Musicians protest against Euro law

Collecting societies, publishers to benefit, say performers' groups

BRUSSELS — European Commission plans for an overhaul of music copyright structures have drawn fire from writers and performers.

The proposals, revealed Wednesday by the European Commission, aim to improve the legal framework for the collective management of music copyright. Royalty collection and licensing in Europe can often be a byzantine process, with over 250 individual copyright management orgs operating across the Continent, a logjam that the EC claims has stiffled some digital music innovation.

The EC’s proposals aim to modernize practices and increase cross-border co-operation with pan-European licensing standards.

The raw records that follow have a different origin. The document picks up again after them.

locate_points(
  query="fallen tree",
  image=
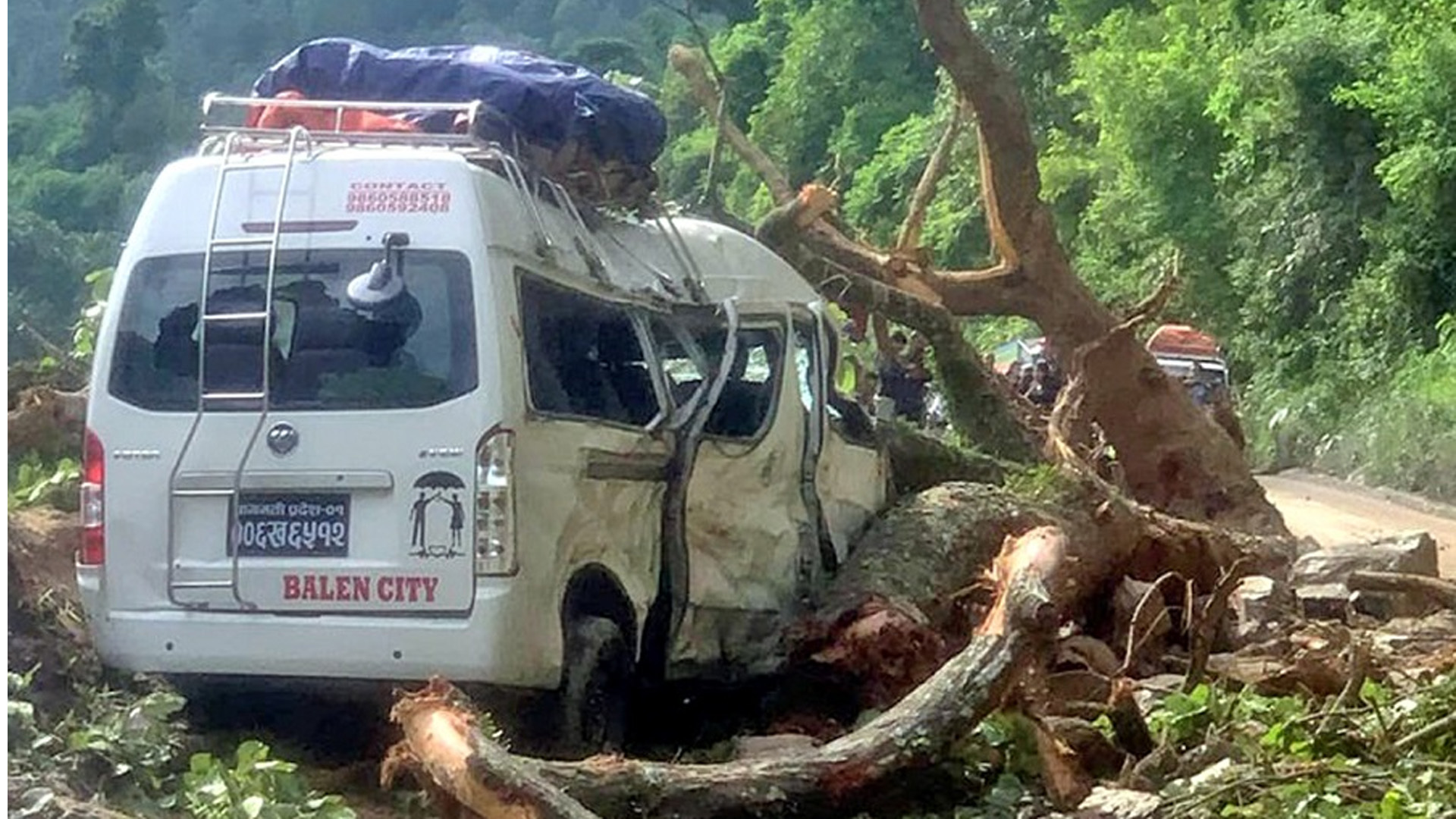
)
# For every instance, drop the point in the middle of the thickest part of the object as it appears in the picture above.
(1172, 457)
(1037, 585)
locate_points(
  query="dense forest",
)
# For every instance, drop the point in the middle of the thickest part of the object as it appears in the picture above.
(1296, 156)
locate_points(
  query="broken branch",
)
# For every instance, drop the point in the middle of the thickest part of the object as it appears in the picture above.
(691, 64)
(1037, 585)
(925, 190)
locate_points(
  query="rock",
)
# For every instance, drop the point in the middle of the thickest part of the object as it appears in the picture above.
(1258, 610)
(1413, 553)
(1078, 687)
(1150, 691)
(1389, 605)
(1324, 601)
(772, 745)
(1094, 751)
(1119, 803)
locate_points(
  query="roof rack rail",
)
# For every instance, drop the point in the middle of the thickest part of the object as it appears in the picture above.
(473, 112)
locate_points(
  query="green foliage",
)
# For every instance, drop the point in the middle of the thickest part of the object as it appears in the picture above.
(254, 787)
(1041, 483)
(114, 744)
(1294, 757)
(36, 483)
(128, 749)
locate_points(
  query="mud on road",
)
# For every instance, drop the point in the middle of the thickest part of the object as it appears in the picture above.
(1335, 512)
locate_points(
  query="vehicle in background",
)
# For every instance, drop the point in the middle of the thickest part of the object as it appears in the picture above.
(1193, 357)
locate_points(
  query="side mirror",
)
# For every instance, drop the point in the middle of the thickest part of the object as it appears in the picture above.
(376, 287)
(384, 280)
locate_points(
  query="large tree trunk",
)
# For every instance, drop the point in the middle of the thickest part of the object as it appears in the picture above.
(1037, 580)
(1171, 453)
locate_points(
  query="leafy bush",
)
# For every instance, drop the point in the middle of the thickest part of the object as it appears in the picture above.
(254, 787)
(34, 482)
(128, 751)
(1381, 757)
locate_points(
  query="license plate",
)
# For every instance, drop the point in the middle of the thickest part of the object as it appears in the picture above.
(291, 525)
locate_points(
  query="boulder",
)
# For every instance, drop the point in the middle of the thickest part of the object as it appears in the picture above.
(1321, 576)
(1413, 553)
(1257, 610)
(1324, 601)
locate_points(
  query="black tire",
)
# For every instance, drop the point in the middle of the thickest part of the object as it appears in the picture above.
(596, 687)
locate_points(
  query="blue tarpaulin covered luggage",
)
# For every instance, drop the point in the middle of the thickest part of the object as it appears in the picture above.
(544, 101)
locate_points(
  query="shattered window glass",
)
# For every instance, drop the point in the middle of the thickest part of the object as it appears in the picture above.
(582, 356)
(324, 352)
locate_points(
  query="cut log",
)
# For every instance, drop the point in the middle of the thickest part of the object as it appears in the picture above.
(1037, 585)
(903, 599)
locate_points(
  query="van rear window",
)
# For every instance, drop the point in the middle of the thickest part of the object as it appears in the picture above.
(324, 352)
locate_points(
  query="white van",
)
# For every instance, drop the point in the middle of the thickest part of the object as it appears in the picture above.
(488, 436)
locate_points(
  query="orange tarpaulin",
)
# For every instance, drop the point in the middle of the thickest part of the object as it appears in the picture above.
(1183, 340)
(321, 118)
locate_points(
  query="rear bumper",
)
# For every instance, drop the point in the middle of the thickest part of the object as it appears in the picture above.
(482, 648)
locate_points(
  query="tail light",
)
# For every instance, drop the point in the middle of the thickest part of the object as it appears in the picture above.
(494, 504)
(93, 502)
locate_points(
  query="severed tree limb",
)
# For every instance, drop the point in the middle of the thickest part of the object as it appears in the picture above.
(909, 238)
(444, 744)
(691, 63)
(1038, 579)
(1009, 175)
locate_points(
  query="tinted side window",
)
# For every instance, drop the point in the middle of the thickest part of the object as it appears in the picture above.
(324, 353)
(748, 398)
(582, 356)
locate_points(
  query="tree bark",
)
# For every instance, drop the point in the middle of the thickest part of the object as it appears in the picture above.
(1172, 455)
(977, 410)
(1038, 582)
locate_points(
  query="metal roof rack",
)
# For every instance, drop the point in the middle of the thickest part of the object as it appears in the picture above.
(509, 162)
(475, 112)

However, newly-formed artists’ lobby group Younison — which includes Robbie Williams and Pink Floyd among its members — attacked the proposals, saying they would play into the hands of collecting societies and music publishers, while doing nothing for the people who create music.

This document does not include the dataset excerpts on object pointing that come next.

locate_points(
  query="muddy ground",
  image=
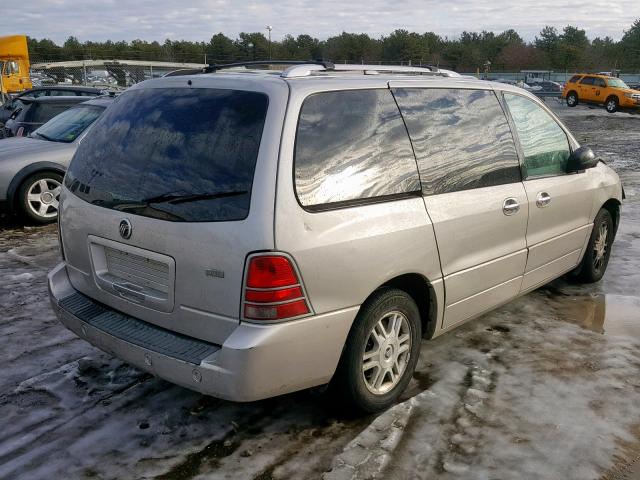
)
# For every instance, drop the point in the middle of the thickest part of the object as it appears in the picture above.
(546, 387)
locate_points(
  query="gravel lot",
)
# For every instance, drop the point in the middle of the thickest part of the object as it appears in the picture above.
(546, 387)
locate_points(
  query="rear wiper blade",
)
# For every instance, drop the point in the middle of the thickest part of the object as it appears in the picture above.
(49, 139)
(194, 197)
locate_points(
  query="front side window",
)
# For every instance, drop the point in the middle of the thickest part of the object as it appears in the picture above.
(544, 143)
(352, 145)
(617, 83)
(461, 138)
(67, 126)
(176, 154)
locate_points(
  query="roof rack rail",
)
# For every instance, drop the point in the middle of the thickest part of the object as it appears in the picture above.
(306, 69)
(214, 67)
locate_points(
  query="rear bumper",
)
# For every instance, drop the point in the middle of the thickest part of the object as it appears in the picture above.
(254, 362)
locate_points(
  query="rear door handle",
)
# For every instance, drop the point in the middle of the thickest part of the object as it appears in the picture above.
(510, 206)
(543, 199)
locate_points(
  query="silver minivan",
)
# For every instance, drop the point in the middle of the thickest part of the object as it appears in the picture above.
(247, 233)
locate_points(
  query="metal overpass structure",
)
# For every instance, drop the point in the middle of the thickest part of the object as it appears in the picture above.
(113, 73)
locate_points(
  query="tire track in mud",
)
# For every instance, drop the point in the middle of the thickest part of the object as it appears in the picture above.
(45, 434)
(443, 419)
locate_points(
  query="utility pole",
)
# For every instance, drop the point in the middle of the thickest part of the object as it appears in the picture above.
(269, 28)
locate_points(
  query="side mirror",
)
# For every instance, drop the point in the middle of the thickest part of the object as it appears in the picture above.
(581, 159)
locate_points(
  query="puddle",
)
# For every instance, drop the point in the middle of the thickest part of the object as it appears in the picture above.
(614, 315)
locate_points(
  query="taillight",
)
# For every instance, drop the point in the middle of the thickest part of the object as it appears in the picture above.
(273, 290)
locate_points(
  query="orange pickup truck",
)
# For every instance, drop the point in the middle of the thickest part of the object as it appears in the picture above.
(611, 92)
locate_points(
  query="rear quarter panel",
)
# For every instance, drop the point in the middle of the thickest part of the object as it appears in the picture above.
(345, 254)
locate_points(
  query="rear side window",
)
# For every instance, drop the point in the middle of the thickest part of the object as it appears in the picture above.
(183, 154)
(544, 143)
(461, 138)
(352, 146)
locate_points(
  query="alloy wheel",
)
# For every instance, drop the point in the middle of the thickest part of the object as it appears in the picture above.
(43, 197)
(386, 353)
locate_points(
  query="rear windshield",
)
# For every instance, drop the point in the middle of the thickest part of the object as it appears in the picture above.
(185, 155)
(68, 125)
(43, 112)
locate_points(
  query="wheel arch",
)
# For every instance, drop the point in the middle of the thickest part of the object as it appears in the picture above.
(26, 172)
(613, 206)
(419, 288)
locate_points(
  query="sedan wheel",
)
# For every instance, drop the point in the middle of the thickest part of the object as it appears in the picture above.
(596, 257)
(612, 105)
(40, 197)
(572, 100)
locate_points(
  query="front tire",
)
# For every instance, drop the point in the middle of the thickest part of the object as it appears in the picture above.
(611, 104)
(39, 196)
(381, 352)
(596, 258)
(572, 99)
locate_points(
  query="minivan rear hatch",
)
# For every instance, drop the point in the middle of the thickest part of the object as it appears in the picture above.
(155, 217)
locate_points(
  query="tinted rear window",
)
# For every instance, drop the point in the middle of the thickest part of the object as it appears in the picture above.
(352, 146)
(174, 154)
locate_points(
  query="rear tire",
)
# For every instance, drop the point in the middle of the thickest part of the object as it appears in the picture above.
(38, 197)
(381, 352)
(596, 258)
(611, 105)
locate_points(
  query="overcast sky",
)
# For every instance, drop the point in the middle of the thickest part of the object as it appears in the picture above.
(199, 19)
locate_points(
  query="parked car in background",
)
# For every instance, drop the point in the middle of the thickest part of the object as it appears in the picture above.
(251, 234)
(545, 85)
(31, 168)
(35, 112)
(611, 92)
(7, 108)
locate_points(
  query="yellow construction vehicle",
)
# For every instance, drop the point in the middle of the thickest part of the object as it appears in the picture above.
(14, 64)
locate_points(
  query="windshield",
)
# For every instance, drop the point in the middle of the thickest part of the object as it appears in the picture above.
(67, 126)
(181, 154)
(616, 83)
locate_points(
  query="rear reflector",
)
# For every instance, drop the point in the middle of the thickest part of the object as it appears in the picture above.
(273, 290)
(276, 312)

The group is particularly concerned that documentation and payment requirements are limited to online music sales, which account for only 5% of the revenue stream. “The opaque way the bulk of revenue is treated is exempt of any transparency and accountability,” it said in a statement.

Collecting society umbrella body Cisac welcomed the proposals, but indicated little would change as a result. “Cisac members have already voluntarily adopted standards and best practices that meet or exceed the Commission’s criteria,” said topper Olivier Hinnewinkel.

The proposed law now goes to the European Parliament and member states for consideration.